A regra começará a valer em 30 de dezembro de 2026 para grandes e médias empresas. A maioria das micro e pequenas terá até 30 de junho de 2027. O importador europeu será o responsável legal pela declaração, mas dependerá de informações fornecidas pela cadeia brasileira, como a localização geográfica da propriedade e a documentação necessária para demonstrar a origem do produto.
Esse é um dos pontos de maior atrito com o setor produtivo. O EUDR não considera apenas se o desmatamento foi legal ou ilegal segundo o Código Florestal brasileiro. Mesmo uma supressão de vegetação autorizada pelas autoridades nacionais, se realizada após a data de corte europeia, pode tornar o produto inelegível para aquele mercado.
No caso da soja, a rastreabilidade precisa chegar à propriedade onde o grão foi cultivado. A dificuldade aparece quando cargas de diferentes fazendas são reunidas em armazéns, cooperativas, cerealistas e tradings. A proposta é integrar documentos fiscais, cadastros ambientais, localização das áreas produtoras e registros comerciais, preservando a identificação da origem mesmo depois da mistura física do produto.
Na pecuária, o desafio é maior. Um bovino pode nascer em uma propriedade, passar pela recria em outra e ser terminado em uma terceira antes de chegar ao frigorífico. Atualmente, a indústria consegue fiscalizar com maior facilidade o fornecedor direto, responsável por entregar o animal para abate, mas nem sempre possui visibilidade completa das fazendas anteriores.
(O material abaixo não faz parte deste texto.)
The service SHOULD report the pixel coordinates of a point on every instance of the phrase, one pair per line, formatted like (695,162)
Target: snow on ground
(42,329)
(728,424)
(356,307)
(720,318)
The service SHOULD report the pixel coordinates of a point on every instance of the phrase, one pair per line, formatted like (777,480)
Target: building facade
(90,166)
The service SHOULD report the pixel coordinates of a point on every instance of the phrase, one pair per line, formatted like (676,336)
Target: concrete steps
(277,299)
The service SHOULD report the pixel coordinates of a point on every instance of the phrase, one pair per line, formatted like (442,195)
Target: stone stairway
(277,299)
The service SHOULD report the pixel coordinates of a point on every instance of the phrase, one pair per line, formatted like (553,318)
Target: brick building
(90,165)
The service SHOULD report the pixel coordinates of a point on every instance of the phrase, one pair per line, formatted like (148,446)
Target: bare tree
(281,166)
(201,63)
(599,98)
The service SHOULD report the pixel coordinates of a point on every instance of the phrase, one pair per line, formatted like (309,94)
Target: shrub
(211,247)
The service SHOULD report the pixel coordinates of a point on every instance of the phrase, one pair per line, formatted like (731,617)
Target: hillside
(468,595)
A Guia de Trânsito Animal registra a movimentação dos lotes, enquanto o Sistema Brasileiro de Identificação Individual de Bovinos e Búfalos permite acompanhar animais individualmente em cadeias que exigem esse controle. A adesão ao sistema individual, entretanto, ainda não alcança todo o rebanho nacional.
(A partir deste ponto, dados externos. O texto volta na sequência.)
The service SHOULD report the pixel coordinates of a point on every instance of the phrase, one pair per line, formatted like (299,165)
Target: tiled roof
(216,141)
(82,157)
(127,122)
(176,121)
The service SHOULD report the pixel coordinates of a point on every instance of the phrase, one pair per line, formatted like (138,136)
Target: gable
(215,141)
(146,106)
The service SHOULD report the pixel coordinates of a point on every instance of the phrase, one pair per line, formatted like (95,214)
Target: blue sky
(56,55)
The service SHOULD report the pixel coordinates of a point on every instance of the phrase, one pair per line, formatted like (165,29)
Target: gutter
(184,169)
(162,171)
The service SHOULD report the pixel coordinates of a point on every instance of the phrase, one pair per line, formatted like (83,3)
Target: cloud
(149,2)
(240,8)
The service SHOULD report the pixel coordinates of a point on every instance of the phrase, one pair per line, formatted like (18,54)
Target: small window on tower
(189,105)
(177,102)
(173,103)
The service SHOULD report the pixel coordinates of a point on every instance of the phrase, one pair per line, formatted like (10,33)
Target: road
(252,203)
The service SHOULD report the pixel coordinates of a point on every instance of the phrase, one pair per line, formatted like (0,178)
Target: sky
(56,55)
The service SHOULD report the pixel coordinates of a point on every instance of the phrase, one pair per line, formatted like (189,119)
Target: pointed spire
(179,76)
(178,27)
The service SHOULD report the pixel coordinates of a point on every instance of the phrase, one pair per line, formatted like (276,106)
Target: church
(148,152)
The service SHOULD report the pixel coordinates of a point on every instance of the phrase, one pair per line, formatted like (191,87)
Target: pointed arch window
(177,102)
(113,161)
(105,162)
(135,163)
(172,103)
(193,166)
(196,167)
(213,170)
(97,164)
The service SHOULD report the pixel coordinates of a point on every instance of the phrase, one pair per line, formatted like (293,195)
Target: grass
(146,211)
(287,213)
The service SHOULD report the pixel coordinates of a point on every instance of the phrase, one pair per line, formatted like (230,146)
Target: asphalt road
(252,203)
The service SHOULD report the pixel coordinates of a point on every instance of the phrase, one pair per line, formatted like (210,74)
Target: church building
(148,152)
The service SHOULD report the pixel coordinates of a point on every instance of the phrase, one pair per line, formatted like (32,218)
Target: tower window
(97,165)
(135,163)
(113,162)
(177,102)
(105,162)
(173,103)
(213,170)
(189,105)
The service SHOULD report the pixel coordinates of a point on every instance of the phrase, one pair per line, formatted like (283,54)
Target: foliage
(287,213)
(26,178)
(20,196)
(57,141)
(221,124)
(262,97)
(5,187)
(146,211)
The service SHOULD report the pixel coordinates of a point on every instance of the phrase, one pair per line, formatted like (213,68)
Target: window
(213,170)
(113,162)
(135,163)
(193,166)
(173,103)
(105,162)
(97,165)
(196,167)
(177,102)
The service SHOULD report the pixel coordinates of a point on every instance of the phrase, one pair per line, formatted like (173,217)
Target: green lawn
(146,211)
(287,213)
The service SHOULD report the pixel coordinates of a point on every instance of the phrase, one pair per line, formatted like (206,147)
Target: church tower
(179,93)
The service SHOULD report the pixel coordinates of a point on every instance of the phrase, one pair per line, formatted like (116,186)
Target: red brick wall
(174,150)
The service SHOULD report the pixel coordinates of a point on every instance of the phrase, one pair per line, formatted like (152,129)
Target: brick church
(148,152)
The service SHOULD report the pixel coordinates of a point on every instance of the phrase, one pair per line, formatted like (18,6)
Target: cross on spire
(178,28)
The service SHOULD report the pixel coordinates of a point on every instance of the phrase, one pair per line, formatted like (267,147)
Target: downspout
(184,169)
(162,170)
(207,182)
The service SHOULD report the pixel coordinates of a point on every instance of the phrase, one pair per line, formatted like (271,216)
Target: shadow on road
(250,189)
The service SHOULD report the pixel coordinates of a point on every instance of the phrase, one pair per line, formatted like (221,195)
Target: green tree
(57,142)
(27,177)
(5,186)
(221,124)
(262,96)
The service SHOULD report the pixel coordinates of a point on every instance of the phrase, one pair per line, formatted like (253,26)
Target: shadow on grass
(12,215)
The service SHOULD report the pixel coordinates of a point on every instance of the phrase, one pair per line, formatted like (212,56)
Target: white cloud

O governo iniciou a implantação do Plano Nacional de Identificação Individual de Bovinos e Búfalos, com execução prevista até 2032. A recomendação do estudo é que frigoríficos e compradores avancem desde já no controle dos fornecedores indiretos, sem esperar a identificação obrigatória de todos os animais.
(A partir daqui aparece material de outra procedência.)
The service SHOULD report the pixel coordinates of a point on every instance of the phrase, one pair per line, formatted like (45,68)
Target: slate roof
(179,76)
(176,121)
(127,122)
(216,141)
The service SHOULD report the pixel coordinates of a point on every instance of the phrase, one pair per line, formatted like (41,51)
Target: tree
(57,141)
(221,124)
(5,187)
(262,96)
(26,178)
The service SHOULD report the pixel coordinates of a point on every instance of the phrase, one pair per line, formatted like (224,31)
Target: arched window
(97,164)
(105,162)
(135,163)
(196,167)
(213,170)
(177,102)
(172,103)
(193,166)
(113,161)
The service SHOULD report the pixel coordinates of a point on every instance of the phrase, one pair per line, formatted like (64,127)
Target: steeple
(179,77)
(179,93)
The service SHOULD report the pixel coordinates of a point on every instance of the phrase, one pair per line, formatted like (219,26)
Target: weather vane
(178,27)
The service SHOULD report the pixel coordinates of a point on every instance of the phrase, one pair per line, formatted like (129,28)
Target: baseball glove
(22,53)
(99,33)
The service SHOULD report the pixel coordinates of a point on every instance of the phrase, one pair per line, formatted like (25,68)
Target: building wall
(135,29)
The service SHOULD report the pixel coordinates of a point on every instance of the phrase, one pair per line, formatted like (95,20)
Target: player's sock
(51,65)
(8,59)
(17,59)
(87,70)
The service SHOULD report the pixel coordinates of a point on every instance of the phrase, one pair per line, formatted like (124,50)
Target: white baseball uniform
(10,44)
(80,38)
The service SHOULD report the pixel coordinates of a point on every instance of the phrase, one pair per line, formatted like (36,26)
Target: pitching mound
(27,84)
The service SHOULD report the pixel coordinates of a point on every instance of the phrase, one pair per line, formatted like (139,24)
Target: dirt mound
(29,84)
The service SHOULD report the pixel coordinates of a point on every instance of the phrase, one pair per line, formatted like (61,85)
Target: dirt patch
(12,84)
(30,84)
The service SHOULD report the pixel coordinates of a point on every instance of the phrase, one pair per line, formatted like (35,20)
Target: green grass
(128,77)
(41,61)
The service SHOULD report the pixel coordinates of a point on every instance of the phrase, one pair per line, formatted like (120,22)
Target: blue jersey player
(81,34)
A carne brasileira ainda enfrenta outro impasse com a União Europeia, que não deve ser confundido com o EUDR. Além da origem ambiental, o bloco exige garantias sobre o controle de determinados antimicrobianos durante todo o ciclo de vida dos animais. A Comissão Europeia anunciou a retirada do Brasil da lista de países autorizados a fornecer carnes e outros produtos de origem animal a partir de 3 de setembro de 2026, caso não considere suficientes as garantias apresentadas.
O governo brasileiro sustenta que possui um sistema oficial confiável e que somente certificará produtos que cumprirem integralmente as exigências europeias. O ponto de divergência é a cobrança de uma comprovação prévia para medidas implementadas progressivamente ao longo do ciclo produtivo. Na avicultura, esse ciclo pode ser concluído em cerca de 40 dias; na bovinocultura, a formação de animais plenamente elegíveis pode levar dois anos ou mais.
Assim, a carne brasileira enfrenta duas frentes distintas na Europa: a ambiental, relacionada ao desmatamento e à rastreabilidade da propriedade de origem; e a sanitária, ligada ao uso de antimicrobianos durante a vida do animal. A unificação dos sistemas proposta pelo WRI ajudaria principalmente na primeira frente. Para o produtor, o resultado dependerá de como essa integração será implementada, de quem pagará pela adaptação e de sua capacidade de reduzir burocracia, em vez de acrescentar uma nova camada de exigências ao campo.